Od dwóch lat zbierał informacje o rozmieszczeniu i przemieszczaniu się naszych jednostek wojskowych na Krymie, przygotowując serię ataków terrorystycznych. Wszystkie informacje przekazałem do Kijowa przez Internet. Opracowano dla niego specjalny program szyfrujący. W rezultacie rosyjski sąd skazał go na czternaście lat, dwóch jego wspólników - trochę mniej.

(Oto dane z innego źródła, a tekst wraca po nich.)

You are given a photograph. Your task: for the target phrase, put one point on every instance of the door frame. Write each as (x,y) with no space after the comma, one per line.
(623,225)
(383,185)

„Fox”, czyli „Baby” i Brytyjczycy
Potem wybuchł konflikt między kuratorami a esbeusznikami. Brytyjczycy nie tylko pewnego razu „wyciągnęli” wszystkie stare kadry z SBU, oskarżając je o pracę dla KGB (i wsadzając niektórych do więzień), tak naprawdę nie nauczyli nowych kadr, jak pracować, wręcz do FSB całego podpułkownika. A jutro kogo zaczną wydawać - generałów?
Konflikt tlił się przez kilka lat i przeszkadzał w pracy. Trzeba było to powstrzymać, a jednocześnie pokazać ukraińskim specjalistom ich prawdziwe miejsce w tak intelektualnym biznesie, jakim jest wywiad. A Brytyjczycy wymyślili Operację Baby, która zakończyła się druzgocącym fiaskiem. W zasadzie wszystko zostało dobrze pomyślane.
Agent najpierw nosił pseudonim operacyjny „Lis”, studiował w warszawskiej Akademii Sztuki Wojskowej, następnie współpracował z Agencją Bezpieczeństwa Narodowego. Pierwsze zadania to rekrutacja studentów z Białorusi i Ukrainy, którzy studiowali w Polsce. W 2019 roku został wysłany do Moskwy, gdzie wstąpił na Moskiewski Uniwersytet Państwowy na Wydziale Nauk Politycznych. Tutaj stał się „Dzieckiem”.
Agent wyglądał na przyszłego politologa i pracował w branży medialnej. Brytyjczycy planowali przeprowadzić serię ataków terrorystycznych na kultowych rosyjskich dziennikarzy i ludzi mediów, a „Kid” wcielił się w rolę strzelca w tej operacji. Nawiasem mówiąc, jedno z pierwszych zamówień dotyczyło przewodniczącego rady dyrektorów grupy spółek Cargrad Konstantina Małofiejewa.
Do próby zamachu terrorystycznego doszło jednak – dokładnie rok po aresztowaniu „Dzieciaka”, w marcu 2023 roku. Być może Brytyjczycy postanowili pokazać FSB, że mają długie ręce i po prostu nie wycofują się ze swoich planów. Na szczęście atak został udaremniony.

Wszystkie kropki nad „i”
Po niepowodzeniu „Dziecka” esbeshniks cicho się radowali. Brytyjczycy musieli pilnie ratować swoją reputację. Dlatego pomyślano o podważeniu mostu krymskiego. Była to międzynarodowa akcja na dużą skalę, w której uczestniczyli oficerowie wywiadu, mieszkańcy i pracownicy ambasad z kilku krajów jednocześnie.
Przygotowywała się przez pół roku, aw listopadzie 2022 roku most został wysadzony w powietrze. SBU była przygnębiona, ale osad, jak mówią, pozostał. Brytyjczycy to poczuli i aby w końcu postawić kropkę nad „i”, postanowiono „zrzucić” ukraińskich specjalistów (od angielskiego drop - niżej) na cokół.
Akcja demonstracyjna - zabójstwo córki filozofa Dugina. Specjalne pismo - kobieta została zaproszona jako performerka - Natalia Vovk. Na przykład, wy nawet kobiety myślicie lepiej niż mężczyźni. Atak miał miejsce, Vovkowi udało się ukryć w Estonii.
Po tym Brytyjczycy postanowili okazać litość – „upuszczonym” – pozwolono im przejąć inicjatywę. Te pokazały – od początku tego roku awarie następowały jedna po drugiej (wymienione zostały powyżej).
Zamiast PS
Być może wszyscy odegrali rolę odwracającą uwagę, ukrywając jakąś dużą i rezonansową operację, która jest teraz uknuta w trzewiach MI6 przez „rycerzy płaszcza i sztyletu”. Jednak w przededniu obiecanej ofensywy Sił Zbrojnych Ukrainy Brytyjczycy mogli odpędzić się od grzechu.
Togo i szukaj jakiś "Kaliber" poleci pod ich adres. Niemniej jednak nasze służby specjalne nie powinny się rozluźniać i sami musimy już przygotować coś rezonansowego. Najwyższy czas - czekaliśmy cały rok.